Услышав эти слова, король вскочил с места, нахмурил брови и несколько раз нервно прошелся по комнате.
— Я желал бы посмотреть, как это кто-нибудь будет смеяться надо мною! Императрица, конечно, очень умна и знаменита, но напрасно они считают меня дурачком — я ей не поддамся.
И он, горделиво подняв голову, вышел из комнаты. Регент с удовольствием потер руки. Цель была достигнута.
Теперь король искренне говорил с великой княгиней, был очень растроган, очень влюблен в свою невесту, очень желал как можно скорее навеки соединиться с нею, но в то же время он и побаивался регента, то есть, собственно, не его побаивался, а того, чтобы он не счел его слабым и обманутым.
Не доверял он уже и императрице; ласковая манера и прелестное лицо великой княгини на него действовали, но через полчаса после разговора с нею он невольно задавал себе вопрос:
«А вдруг это она только притворяется такой доброй и искренней, вдруг она тоже хочет обмануть меня?..»
Брови его сдвигались, на щеках вспыхивал румянец, он задумывался и сердился.
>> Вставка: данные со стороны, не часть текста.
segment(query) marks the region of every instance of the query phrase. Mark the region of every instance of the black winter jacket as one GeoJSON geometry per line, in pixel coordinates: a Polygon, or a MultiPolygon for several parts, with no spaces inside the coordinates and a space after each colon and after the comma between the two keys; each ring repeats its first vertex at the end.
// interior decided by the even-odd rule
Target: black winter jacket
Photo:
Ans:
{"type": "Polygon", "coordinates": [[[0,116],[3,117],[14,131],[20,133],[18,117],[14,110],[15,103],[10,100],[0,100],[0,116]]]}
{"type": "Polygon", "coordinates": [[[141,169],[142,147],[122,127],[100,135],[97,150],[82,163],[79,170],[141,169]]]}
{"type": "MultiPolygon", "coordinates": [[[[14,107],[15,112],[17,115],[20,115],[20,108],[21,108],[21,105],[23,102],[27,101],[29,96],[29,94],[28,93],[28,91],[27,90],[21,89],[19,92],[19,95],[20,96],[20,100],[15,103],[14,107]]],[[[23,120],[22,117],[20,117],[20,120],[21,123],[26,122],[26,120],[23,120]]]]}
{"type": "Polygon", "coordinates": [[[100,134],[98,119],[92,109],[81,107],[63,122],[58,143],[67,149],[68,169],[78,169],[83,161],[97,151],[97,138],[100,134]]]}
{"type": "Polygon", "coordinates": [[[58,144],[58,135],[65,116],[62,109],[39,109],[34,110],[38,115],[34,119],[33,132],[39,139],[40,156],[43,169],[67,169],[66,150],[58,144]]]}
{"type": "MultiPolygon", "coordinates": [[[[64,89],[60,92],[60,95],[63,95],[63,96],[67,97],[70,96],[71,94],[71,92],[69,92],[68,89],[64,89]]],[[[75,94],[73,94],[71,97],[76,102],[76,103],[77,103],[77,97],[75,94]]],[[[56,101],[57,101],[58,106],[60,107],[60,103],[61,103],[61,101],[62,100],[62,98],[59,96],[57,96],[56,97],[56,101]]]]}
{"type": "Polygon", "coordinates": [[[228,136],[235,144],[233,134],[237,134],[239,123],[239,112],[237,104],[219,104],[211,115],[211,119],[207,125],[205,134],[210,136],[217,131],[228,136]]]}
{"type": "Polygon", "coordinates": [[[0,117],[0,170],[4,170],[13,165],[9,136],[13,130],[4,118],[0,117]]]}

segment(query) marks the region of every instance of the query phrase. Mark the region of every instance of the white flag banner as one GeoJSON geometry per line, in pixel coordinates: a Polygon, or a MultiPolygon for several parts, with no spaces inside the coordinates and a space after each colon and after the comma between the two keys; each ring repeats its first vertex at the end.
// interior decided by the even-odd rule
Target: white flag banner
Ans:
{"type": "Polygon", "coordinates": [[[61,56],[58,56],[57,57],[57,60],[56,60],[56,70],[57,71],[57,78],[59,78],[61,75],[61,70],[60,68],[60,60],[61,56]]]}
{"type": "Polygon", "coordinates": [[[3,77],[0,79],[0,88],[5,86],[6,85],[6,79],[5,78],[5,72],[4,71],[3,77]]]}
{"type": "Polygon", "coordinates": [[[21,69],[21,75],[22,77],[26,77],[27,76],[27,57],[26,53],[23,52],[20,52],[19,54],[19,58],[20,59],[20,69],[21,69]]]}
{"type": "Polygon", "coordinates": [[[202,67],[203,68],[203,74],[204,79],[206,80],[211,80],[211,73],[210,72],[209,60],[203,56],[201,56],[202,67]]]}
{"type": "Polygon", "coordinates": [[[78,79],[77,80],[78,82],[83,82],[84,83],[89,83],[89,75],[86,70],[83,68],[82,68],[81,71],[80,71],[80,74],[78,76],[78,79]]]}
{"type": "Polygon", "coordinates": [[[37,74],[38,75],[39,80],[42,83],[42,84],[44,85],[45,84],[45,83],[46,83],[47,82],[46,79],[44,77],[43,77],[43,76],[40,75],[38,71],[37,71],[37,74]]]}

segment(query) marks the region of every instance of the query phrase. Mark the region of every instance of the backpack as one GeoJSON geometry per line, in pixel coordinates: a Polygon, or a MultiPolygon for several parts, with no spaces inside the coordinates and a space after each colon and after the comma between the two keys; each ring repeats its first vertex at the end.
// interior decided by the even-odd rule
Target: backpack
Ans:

Но вот опять слышал он почти у самого своего уха укоризненный, нежный голос, он взглядывал на невесту, забывал все и шептал ей:
— Нет, нет, мне весело, я счастлив и не буду больше хмуриться.
XX. ОБВИНИТЕЛЬ
Внимание государыни было поглощено исключительно одним делом; этим же делом были заняты все члены ее семейства и все близкие ей люди. В последние дни будто и не существовало ничего иного, кроме предполагаемой свадьбы великой княжны с королем шведским: все остальное отошло на второй план, почти даже забылось. Князь Платон Зубов то и дело был призываем к императрице, имел с нею совещания, возвращаясь к себе, призывал Моркова, писал митрополиту, любезничал с регентом и Штедингом, успокаивал Екатерину, постоянно повторяя ей одну и ту же фразу: «Ручаюсь, что не встретится никаких препятствий, я все обдумал, пускай регент хитрит как ему угодно — мы перехитрим его».